É comum as pessoas aliarem literatura apenas com a palavra grafada em livros. A própria palavra literatura remete a essa idéia alimentada pelo ocidente que costuma separar as diversas manifestações humanas. Para a mente ocidental as coisas estão desligadas entre si. Desconectadas, se quisermos usar um termo do universo cibernético.

Isso faz com que surjam as especialidades e apareçam pessoas que se destacam nisso ou naquilo. Nasce assim, uma sociedade que precisa dos talentos individuais para se sentir realizada e plena. 
Olívio Jekupé
                                    
Mas isso não precisa ser o tempo todo compreendido dessa maneira. É possível pensar de maneira diferente. É possível sair do modo linear do pensar ocidental e entrar numa compreensão mais circular, tradicional, ancestral. Esse pensar nos remete a idéia de que as coisas estão integradas entre si e que elas – as coisas – trazem um saber que lhe é peculiar e que se manifesta a quem está atento aos sinais do universo. Isso tem sido mantido pelos povos indígenas ao longo dos milhares de anos que habitam este planeta. É uma prática que faz parte de uma compreensão de que tudo se manifesta através do corpo: a palavra, o canto, a dança, o rito, a cura, o ser.


Naine Terena
É em função dessa compreensão que temos dado ao fenômeno da Literatura Indígena um status maior do que apenas a escrita. Para os indígenas, a escrita é apenas uma forma simbólica de representação. A dança é outra. O rito é outro. Portanto, compreender a Literatura Indígena é entender, também, que ela não pode estar presa a um conceito apenas.

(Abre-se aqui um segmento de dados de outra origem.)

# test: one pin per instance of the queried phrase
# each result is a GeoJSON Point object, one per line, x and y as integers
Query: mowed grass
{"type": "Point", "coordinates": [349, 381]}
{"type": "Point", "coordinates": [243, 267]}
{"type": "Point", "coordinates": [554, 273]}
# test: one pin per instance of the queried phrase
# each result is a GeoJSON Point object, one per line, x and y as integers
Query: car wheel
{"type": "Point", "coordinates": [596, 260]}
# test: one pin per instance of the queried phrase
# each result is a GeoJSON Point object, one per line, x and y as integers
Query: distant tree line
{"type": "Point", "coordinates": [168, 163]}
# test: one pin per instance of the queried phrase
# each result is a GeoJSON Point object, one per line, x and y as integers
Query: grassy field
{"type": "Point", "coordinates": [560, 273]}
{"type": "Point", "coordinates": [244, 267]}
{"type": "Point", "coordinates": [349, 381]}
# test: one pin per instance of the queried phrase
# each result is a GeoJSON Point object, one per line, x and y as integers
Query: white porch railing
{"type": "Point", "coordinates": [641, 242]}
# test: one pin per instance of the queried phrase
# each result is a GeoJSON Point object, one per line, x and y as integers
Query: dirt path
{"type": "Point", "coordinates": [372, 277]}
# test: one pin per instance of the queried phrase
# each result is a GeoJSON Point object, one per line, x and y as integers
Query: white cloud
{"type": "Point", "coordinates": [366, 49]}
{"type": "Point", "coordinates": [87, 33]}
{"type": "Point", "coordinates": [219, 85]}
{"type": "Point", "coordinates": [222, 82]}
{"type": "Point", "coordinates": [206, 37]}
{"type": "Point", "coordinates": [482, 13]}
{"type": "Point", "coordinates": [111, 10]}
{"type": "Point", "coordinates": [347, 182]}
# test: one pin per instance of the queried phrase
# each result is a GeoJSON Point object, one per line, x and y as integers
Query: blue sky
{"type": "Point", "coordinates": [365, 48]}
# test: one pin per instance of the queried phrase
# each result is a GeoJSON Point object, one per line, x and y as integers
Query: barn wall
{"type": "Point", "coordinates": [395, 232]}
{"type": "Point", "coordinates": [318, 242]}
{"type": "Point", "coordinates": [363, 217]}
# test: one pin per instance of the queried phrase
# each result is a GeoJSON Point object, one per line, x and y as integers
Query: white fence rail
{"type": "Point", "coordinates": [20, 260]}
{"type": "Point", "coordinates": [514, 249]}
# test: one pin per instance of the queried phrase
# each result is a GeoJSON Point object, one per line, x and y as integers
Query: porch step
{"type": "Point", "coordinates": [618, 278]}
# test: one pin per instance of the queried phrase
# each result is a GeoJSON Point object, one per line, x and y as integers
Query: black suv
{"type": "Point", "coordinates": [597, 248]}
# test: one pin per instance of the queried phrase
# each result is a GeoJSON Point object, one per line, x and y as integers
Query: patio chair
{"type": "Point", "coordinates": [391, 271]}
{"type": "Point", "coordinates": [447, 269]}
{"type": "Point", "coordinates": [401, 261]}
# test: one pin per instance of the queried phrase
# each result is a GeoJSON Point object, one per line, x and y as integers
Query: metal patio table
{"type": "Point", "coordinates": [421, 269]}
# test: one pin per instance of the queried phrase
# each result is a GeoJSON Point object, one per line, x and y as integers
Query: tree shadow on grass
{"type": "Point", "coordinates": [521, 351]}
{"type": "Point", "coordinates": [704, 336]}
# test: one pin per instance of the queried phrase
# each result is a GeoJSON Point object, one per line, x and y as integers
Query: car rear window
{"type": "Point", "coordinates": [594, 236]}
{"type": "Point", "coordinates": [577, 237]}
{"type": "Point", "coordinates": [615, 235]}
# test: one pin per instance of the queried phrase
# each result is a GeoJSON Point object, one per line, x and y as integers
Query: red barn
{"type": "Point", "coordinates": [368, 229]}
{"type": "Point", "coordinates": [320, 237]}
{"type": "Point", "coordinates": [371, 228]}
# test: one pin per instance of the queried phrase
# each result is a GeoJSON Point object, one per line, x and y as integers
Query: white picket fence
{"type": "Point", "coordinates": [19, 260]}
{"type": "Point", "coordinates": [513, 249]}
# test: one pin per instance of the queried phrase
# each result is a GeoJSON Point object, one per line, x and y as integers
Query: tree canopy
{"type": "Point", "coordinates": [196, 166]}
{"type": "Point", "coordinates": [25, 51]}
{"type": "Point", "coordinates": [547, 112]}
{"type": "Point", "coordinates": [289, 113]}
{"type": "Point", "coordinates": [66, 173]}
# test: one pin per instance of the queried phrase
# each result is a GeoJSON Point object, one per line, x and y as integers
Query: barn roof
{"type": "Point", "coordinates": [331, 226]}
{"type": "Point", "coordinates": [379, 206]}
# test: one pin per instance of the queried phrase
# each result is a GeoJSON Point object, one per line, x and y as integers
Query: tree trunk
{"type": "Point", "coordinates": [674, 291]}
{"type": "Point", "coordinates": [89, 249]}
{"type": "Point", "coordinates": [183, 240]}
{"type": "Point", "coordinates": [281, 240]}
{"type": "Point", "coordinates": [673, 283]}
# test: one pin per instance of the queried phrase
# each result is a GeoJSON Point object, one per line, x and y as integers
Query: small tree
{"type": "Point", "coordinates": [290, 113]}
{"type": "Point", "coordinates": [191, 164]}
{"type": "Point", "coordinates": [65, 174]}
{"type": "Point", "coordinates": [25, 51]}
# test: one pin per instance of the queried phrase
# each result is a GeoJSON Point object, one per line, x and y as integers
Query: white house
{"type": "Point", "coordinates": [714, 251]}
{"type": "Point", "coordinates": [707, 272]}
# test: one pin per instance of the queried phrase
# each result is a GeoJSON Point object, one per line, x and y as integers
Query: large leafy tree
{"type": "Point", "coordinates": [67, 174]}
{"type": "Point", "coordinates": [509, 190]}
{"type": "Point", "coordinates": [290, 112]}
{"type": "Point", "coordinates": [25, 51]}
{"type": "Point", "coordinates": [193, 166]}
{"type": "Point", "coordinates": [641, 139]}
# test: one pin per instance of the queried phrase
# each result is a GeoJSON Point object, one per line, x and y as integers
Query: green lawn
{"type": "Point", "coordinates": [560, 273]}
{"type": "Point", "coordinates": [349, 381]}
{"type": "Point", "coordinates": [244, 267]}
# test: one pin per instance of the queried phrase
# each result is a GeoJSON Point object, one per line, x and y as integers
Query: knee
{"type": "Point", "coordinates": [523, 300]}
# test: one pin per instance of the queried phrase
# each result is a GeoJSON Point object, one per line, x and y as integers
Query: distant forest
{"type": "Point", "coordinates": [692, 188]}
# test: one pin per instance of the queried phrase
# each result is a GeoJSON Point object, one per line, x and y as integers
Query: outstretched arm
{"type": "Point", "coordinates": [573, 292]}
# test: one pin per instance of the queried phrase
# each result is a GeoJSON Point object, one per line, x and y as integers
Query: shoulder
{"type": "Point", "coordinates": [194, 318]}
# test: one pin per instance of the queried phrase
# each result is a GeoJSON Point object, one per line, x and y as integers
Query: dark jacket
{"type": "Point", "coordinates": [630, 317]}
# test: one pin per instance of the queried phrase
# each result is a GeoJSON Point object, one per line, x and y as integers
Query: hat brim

Ela é mais ampla. Mais dinâmica. Mais completa. Compreender a literatura indígena e entender que ela se manifesta nas diversas formas de transmissão do saber; que ela é a reverberação do que mora dentro do corpo de nossa gente. A literatura – entendida nesses moldes - nos completa enquanto pessoas porque nos lembra sempre de onde viemos, para onde vamos e qual o sentido de nossa pertença a esse planeta. É, portanto, um modo todo peculiar de ler o mundo em que vivemos e dar uma criativa resposta às questões que a vida está sempre nos levantando. É assim que entendemos essa forma peculiar de ler o mundo que o ocidente decidiu batizar de literatura. É assim que a temos reelaborado compreendendo que é, também, uma forma de atualizarmos a memória responsável pela manutenção da nossa própria história.
Cristino Wapichana



Instituto Uk`a

A Literatura Indígena é como nossos artistas estão utilizando a escrita para atualizar a memória. Ela é feita de reflexões em versos, prosas, narrativas, mitos. É o coração de parte da gente indígena de nosso país. É a palavra escrita de homens e mulheres que buscam entender este mundo em que vivem e colocam suas impressões na forma escrita. Muitas outras coisas ainda irão se tornar Literatura, mas ainda não foram escritas. Elas ainda moram dentro da gente, dentro da nossa gente. 


Em breve muitas outras palavras serão ditas na forma escrita porque intentamos uma aproximação verdadeira com a sociedade brasileira.

Nós do Instituto Uk’a – Casa dos Saberes Ancestrais – desejamos que estas letras sejam o reflexo do pensar indígena e do seu modo de ser e estar no mundo.